[ 
https://issues.apache.org/jira/browse/CALCITE-7533?page=com.atlassian.jira.plugin.system.issuetabpanels:all-tabpanel
 ]

Darpan Lunagariya (e6data computing) updated CALCITE-7533:
----------------------------------------------------------
    Description: 
The parser fails on queries where a WITH clause is followed by a parenthesized 
query expression, even though this is permitted by {{SQL:2016 (<query 
expression body> → ( <query expression body> ))}} and accepted by PostgreSQL.

Example failing query:

{code:java}
SELECT * FROM (
  WITH q AS (SELECT 1 AS id)
  (SELECT id FROM q) UNION ALL (SELECT id FROM q)
) t
{code}

Error:

{code:java}
org.apache.calcite.sql.parser.SqlParseException: Encountered "(" at line 1, 
column 46.
Was expecting one of:
    "SELECT" ...
    "TABLE" ...
    "VALUE" ...
    "VALUES" ...
    "," ...
{code}



Root cause:

In core/src/main/codegen/templates/Parser.jj, the Query production only allows 
LeafQuery (i.e. SELECT / VALUES / TABLE) as the body after a WithList:

{code:java}
[ withList = WithList() ]
e = LeafQuery(exprContext) { list.add(e); }
( AddSetOpQuery(list, exprContext) )*
{code}

This is asymmetric in two ways:
1. The parallel QueryOrExpr rule already uses LeafQueryOrExpr after WithList, 
so a parenthesized query is allowed there.
2. AddSetOpQuery (used for the 2nd…Nth set-op operands) also uses 
LeafQueryOrExpr, so the parser accepts … UNION ALL (SELECT 1) but rejects 
(SELECT 1) UNION ALL … when it appears as the first operand after WITH.

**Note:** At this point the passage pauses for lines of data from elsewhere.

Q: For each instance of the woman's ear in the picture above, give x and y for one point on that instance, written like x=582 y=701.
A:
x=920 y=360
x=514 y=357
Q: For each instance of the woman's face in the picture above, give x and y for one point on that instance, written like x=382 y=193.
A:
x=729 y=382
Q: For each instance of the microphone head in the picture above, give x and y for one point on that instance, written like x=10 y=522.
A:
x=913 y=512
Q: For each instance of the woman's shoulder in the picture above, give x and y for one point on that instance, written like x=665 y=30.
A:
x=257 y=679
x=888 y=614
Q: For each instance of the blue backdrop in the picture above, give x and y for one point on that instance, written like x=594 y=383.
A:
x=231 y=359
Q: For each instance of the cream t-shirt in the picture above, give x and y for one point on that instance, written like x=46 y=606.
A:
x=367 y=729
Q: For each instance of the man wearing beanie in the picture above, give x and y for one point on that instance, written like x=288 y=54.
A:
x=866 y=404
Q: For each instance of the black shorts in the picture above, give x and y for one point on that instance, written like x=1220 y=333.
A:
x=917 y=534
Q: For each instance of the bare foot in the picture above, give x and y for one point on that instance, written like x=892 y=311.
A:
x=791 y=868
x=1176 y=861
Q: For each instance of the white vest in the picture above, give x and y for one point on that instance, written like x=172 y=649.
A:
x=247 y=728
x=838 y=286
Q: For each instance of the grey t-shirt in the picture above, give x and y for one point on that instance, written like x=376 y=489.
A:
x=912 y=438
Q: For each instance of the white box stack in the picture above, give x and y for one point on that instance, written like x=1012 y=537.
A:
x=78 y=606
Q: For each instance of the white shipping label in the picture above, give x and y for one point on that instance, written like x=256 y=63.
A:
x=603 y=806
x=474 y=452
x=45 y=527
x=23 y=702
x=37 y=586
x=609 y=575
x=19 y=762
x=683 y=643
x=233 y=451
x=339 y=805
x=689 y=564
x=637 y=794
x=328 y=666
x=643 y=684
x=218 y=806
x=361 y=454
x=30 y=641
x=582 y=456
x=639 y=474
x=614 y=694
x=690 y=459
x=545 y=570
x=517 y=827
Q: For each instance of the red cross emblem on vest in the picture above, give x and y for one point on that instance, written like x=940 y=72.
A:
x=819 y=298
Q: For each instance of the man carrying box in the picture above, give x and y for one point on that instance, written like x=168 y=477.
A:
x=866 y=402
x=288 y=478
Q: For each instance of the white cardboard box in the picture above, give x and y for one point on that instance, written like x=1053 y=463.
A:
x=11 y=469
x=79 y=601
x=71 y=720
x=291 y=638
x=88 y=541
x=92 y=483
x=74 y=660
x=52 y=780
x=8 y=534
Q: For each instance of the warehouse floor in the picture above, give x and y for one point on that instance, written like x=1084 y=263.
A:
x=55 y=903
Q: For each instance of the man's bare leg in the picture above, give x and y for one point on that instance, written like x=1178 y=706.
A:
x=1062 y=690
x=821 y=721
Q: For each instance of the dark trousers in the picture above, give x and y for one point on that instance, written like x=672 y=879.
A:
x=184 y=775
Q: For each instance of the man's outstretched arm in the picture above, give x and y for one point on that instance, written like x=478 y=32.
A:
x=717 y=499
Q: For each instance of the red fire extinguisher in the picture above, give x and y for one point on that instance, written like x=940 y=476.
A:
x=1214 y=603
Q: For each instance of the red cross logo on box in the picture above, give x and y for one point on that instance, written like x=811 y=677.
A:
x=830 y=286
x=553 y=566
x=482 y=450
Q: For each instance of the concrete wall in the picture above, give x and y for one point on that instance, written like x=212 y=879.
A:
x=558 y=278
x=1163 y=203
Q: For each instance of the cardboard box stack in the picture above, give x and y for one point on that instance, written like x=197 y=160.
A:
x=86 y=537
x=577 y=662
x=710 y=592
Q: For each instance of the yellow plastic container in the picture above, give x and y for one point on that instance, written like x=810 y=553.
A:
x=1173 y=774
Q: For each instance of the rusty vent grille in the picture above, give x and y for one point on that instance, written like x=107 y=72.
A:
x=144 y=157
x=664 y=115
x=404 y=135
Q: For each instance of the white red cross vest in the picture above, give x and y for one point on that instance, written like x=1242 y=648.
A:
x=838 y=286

Without WITH, the same shape parses fine because it goes through 
ExprOrJoinOrOrderedQuery's alt-2 (TableRef1) path:
(SELECT 1) UNION ALL (SELECT 2)   -- OK today

Proposed fix:

Branch Query so the post-WithList body uses `LeafQueryOrExpr` (mirroring 
QueryOrExpr), while the no-WITH path keeps LeafQuery. This preserves Query's 
first-set ({SELECT, VALUE, VALUES, TABLE}), so the LOOKAHEAD(2) decision in
ExprOrJoinOrOrderedQuery is unchanged and existing parses (e.g. (SELECT 1) 
UNION ALL (SELECT 2)) take the same path and produce the same tree.

{code:java}
SqlNode Query(ExprContext exprContext) :
{
    SqlNodeList withList = null;
    final SqlNode e;
    final List<Object> list = new ArrayList<Object>();
}
{
    (
        withList = WithList()
        e = LeafQueryOrExpr(exprContext) { list.add(e); }
    |
        e = LeafQuery(exprContext) { list.add(e); }
    )
    ( AddSetOpQuery(list, exprContext) )*
    { return addWith(withList, SqlParserUtil.toTree(list)); }
}
{code}

  was:
The parser fails on queries where a `WITH` clause is followed by a 
parenthesized query expression, even though this is permitted by `SQL:2016 
(<query expression body> → ( <query expression body> ))` and accepted by 
PostgreSQL.

Example failing query:
```
SELECT * FROM (
  WITH q AS (SELECT 1 AS id)
  (SELECT id FROM q) UNION ALL (SELECT id FROM q)
) t
```

Error:
```
org.apache.calcite.sql.parser.SqlParseException: Encountered "(" at line 1, 
column 46.
Was expecting one of:
    "SELECT" ...
    "TABLE" ...
    "VALUE" ...
    "VALUES" ...
    "," ...
```

Root cause:

In `core/src/main/codegen/templates/Parser.jj`, the Query production only 
allows `LeafQuery` (i.e. SELECT / VALUES / TABLE) as the body after a WithList:

```
[ withList = WithList() ]
e = LeafQuery(exprContext) { list.add(e); }
( AddSetOpQuery(list, exprContext) )*
```

This is asymmetric in two ways:
1. The parallel `QueryOrExpr` rule already uses `LeafQueryOrExpr` after 
WithList, so a parenthesized query is allowed there.
2. AddSetOpQuery (used for the 2nd…Nth set-op operands) also uses 
LeafQueryOrExpr, so the parser accepts … UNION ALL (SELECT 1) but rejects 
(SELECT 1) UNION ALL … when it appears as the first operand after WITH.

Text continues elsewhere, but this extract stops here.